Vortex Research · Field Notes · 2026-07
Does telling a model to be “careful” make it think harder?
We wanted to know if framing a task as “careful, meticulous” vs. “breezy, casual” changes how deeply a model actually reasons. So we ran 140 blind agents across two runs and two models. The accuracy score said nothing. Measuring the model’s hidden reasoning found a real effect — and then a follow-up traced it to the frame’s instruction, not its tone. A clean answer, reached cheaply, and an honest NO-GO on the idea we started with.
Why we publish this
This is the rigor we bring to building systems for regulated industries: we form a hypothesis, pre-register the condition that would kill it, test it against blind agents on real frontier models, and ship only what survives. Publishing the null results is part of the discipline — a technique that doesn’t hold up shouldn’t make it into your product just because it sounded good.
The finding
A ~6% “deliberate-more” gap, replicated across two models
Mean reasoning tokens per arm on the task battery that finally produced variance. The care frame spent more than the casual frame — same direction, near-identical size — on both a small model and a frontier one. Output was clamped to answers only, so the extra spend is hidden reasoning, not longer answers.
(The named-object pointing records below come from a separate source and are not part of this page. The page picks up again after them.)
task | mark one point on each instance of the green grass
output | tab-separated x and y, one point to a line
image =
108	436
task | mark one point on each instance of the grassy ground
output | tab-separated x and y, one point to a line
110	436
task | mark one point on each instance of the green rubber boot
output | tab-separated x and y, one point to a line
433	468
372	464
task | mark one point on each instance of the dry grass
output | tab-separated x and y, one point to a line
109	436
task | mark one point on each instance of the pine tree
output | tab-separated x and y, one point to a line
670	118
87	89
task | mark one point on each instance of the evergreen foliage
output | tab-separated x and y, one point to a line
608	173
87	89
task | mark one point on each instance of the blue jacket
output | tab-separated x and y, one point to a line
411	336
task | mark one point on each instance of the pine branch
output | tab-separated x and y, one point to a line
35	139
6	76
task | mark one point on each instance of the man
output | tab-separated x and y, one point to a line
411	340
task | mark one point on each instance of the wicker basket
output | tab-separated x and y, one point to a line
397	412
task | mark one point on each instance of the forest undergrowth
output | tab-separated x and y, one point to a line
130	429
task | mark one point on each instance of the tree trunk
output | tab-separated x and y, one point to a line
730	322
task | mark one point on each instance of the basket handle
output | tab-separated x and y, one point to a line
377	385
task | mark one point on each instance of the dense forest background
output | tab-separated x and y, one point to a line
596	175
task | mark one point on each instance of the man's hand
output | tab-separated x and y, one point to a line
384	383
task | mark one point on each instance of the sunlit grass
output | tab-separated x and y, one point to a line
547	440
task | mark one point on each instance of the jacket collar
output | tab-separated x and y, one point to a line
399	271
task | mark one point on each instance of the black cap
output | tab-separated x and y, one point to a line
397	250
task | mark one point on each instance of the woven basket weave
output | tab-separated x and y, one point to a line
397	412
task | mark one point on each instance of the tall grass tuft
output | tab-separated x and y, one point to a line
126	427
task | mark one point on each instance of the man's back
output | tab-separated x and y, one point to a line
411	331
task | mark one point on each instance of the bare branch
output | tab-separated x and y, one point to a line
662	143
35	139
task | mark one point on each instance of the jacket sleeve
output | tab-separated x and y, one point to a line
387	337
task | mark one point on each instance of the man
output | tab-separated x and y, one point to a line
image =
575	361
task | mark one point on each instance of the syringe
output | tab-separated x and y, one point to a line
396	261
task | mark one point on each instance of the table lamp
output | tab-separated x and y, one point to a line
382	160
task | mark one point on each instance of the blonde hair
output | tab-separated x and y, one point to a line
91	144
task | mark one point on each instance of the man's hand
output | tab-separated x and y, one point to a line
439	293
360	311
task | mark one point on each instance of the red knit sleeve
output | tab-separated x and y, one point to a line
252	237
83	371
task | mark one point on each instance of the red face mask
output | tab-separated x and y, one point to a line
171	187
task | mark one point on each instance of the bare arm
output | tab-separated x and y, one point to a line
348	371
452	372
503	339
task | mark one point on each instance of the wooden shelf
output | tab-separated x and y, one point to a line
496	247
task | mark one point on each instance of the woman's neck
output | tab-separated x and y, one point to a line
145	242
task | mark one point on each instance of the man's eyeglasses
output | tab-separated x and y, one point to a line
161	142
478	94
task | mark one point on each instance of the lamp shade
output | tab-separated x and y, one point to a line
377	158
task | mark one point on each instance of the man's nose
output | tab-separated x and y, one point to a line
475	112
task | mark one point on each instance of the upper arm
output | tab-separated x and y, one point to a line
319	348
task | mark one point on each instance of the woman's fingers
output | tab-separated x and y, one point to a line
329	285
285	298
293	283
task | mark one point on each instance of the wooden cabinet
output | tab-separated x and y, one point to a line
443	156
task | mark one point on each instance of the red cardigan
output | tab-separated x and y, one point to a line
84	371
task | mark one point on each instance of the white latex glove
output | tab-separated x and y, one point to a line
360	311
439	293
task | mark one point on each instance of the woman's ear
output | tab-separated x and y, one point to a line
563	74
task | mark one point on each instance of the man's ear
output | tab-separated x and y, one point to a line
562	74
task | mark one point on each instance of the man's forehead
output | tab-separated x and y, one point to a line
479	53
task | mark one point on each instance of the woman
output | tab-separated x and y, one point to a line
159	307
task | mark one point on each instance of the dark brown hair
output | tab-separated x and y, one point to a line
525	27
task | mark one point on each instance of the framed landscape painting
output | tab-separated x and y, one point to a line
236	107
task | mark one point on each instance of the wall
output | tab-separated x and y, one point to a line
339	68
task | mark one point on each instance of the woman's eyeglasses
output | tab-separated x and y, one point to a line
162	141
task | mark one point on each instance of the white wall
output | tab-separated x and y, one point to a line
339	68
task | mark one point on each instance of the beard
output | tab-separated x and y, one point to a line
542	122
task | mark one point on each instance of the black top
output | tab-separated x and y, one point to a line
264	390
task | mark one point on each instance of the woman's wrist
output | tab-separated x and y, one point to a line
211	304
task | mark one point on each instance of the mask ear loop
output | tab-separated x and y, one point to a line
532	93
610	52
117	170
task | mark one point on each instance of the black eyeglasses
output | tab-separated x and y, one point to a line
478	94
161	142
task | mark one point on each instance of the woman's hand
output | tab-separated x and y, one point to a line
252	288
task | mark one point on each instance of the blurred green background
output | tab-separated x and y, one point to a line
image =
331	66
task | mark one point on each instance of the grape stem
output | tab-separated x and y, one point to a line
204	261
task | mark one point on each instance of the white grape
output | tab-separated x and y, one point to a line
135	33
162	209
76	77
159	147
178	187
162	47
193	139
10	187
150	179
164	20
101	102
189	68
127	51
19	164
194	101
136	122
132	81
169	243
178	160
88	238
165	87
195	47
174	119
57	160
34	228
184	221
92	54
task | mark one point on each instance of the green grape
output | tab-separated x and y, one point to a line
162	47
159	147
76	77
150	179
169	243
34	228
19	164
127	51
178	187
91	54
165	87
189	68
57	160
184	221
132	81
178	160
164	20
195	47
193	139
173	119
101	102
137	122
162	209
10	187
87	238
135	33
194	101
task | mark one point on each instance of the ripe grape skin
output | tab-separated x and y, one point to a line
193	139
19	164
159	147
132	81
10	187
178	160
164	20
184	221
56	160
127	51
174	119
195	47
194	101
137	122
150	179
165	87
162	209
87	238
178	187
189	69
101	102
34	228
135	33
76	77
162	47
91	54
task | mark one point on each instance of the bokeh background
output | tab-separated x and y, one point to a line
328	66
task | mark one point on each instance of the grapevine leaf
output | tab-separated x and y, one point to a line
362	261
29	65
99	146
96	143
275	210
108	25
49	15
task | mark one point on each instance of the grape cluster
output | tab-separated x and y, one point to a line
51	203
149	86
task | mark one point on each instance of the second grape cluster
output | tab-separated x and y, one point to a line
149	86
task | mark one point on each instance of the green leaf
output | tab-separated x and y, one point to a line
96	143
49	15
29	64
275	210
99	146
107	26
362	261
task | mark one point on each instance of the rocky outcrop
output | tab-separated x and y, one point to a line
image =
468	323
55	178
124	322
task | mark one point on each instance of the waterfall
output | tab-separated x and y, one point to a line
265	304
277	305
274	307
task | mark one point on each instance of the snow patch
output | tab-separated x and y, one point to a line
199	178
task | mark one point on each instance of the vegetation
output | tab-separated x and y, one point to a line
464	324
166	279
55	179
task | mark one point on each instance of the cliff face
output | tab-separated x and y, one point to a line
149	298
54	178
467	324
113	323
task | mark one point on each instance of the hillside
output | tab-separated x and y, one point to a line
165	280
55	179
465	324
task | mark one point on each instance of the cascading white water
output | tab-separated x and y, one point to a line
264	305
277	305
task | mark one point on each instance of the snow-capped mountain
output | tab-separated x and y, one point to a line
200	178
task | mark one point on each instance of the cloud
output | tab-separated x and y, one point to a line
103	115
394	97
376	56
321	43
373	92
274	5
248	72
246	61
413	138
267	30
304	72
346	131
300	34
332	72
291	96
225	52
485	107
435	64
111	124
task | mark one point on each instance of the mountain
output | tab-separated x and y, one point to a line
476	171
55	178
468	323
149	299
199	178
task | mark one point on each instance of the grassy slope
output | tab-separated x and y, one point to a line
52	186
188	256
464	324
▲ axis zoomed to show the gap · accuracy identical (83.3%) in all three arms
▲ axis zoomed to show the gap · accuracy ceiling (100%) in all three arms
Directional, not yet significant. And a catch: the care frame literally contains the word “careful,” so this might be soft instruction-following, not the connotation we set out to test. Disambiguating that was the whole point of Run 2.
Why the metric choice was everything
One instrument was blind. The other saw.
The obvious thing to measure is accuracy. On a competent model, accuracy was dead flat — identical to the decimal across every frame. There was simply no room for the score to move. The model’s own reasoning spend — free to capture, continuous — held a signal accuracy could never show.
▪ DEAD FLAT — identical to the decimal. The score has no room to move.
▪ LIVE — retains variance even when accuracy is pinned to the ceiling.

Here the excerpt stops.